Venus
- First edition (UK)
- Author: Ben Bova
- Cover artist: Mark Harrison
- Language: English
- Series: Grand Tour
- Genre: Science fiction
- Publisher: Hodder & Stoughton (UK) Tor Books (US)
- Publication date: Feb 2000 (UK) Apr 200 (US)
- Publication place: United States
- Media type: Print (hardback & paperback)
- Pages: 404
- ISBN: 0-340-72846-9
- OCLC: 42658991
- Preceded by: The Silent War
- Followed by: Mercury

= Venus (novel) =

2000 novel by Ben Bova

Venus is a science fiction novel by American writer Ben Bova, part of the Grand Tour novel series and first published in the year 2000. The story follows Van Humphries, the son of the ruthless tycoon Martin Humphries, and his experiences on Venus.

== Plot summary ==
Martin Humphries is the head of the giant Humphries Space Systems and at his 100th birthday party announces a prize of ten billion dollars to anyone who can recover any remains of his eldest son Alex. Alex was killed two years previously on a mission to Venus. Van Humphries, Martin's son and younger brother to Alex takes up the challenge despite, and because of, a mutual dislike between son and father.

Van assembles a ship and crew and heads off to Venus, shadowed by the mysterious Lars Fuchs.

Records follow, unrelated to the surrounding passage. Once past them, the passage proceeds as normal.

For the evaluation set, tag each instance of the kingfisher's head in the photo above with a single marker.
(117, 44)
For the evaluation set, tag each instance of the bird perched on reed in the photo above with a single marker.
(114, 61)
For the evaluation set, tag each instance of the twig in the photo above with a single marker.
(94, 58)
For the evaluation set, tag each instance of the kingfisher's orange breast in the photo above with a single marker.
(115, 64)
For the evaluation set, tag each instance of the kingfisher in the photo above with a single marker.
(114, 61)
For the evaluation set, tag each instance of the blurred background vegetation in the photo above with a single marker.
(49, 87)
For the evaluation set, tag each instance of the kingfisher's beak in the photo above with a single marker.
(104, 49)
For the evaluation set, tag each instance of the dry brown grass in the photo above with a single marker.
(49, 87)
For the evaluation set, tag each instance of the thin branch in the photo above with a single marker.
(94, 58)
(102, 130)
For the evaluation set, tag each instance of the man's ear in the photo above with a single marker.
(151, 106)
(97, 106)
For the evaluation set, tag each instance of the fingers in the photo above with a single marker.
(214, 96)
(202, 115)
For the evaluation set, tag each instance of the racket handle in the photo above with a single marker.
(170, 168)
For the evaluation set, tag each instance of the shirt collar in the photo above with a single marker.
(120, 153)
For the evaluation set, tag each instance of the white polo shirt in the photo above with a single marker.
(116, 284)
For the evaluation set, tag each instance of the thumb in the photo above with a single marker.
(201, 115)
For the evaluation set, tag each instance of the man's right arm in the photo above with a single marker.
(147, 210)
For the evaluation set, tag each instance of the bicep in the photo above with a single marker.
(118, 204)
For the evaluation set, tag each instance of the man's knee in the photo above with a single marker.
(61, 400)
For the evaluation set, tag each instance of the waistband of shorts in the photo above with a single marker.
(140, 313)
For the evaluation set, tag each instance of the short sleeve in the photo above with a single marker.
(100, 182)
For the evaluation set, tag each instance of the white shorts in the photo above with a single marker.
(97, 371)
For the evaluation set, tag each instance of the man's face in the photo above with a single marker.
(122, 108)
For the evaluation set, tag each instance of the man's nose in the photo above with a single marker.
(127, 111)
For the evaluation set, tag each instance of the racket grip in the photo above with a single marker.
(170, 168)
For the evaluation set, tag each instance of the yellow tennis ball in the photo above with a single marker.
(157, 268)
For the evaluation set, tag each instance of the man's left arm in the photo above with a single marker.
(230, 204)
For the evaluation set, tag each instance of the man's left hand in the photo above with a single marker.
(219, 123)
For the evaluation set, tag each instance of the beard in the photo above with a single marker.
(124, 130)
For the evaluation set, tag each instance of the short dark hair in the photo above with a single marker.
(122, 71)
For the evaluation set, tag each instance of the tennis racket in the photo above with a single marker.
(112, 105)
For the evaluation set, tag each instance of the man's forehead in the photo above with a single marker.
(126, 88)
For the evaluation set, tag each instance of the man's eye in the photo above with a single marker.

Upon entering the Venusian atmosphere they find the clouds are alive with bacterial life which, unfortunately, takes a liking to the ship. The ship is soon in trouble as it is eaten away by the bacteria. Van's more conservative ship is quickly eaten away by the bacteria, while Lars's bulky ship manages to survive. Van is rescued by Lars Fuch's ship but most of his crew are lost.

Van finds Lars a brutal yet intelligent man who rules his ship with a rod of iron. The heat builds as they descend through the Venusian atmosphere. Lars has to deal with mutiny and they find out that Lars Fuchs is Van Humphries' real father. At the end of the novel the intense heat, Lars's and Van's health and volcanic activity conspire to produce a climactic finale, in which a sulfur-based lifeform is revealed to exist on Venus. Alex's remains are recovered and the money claimed.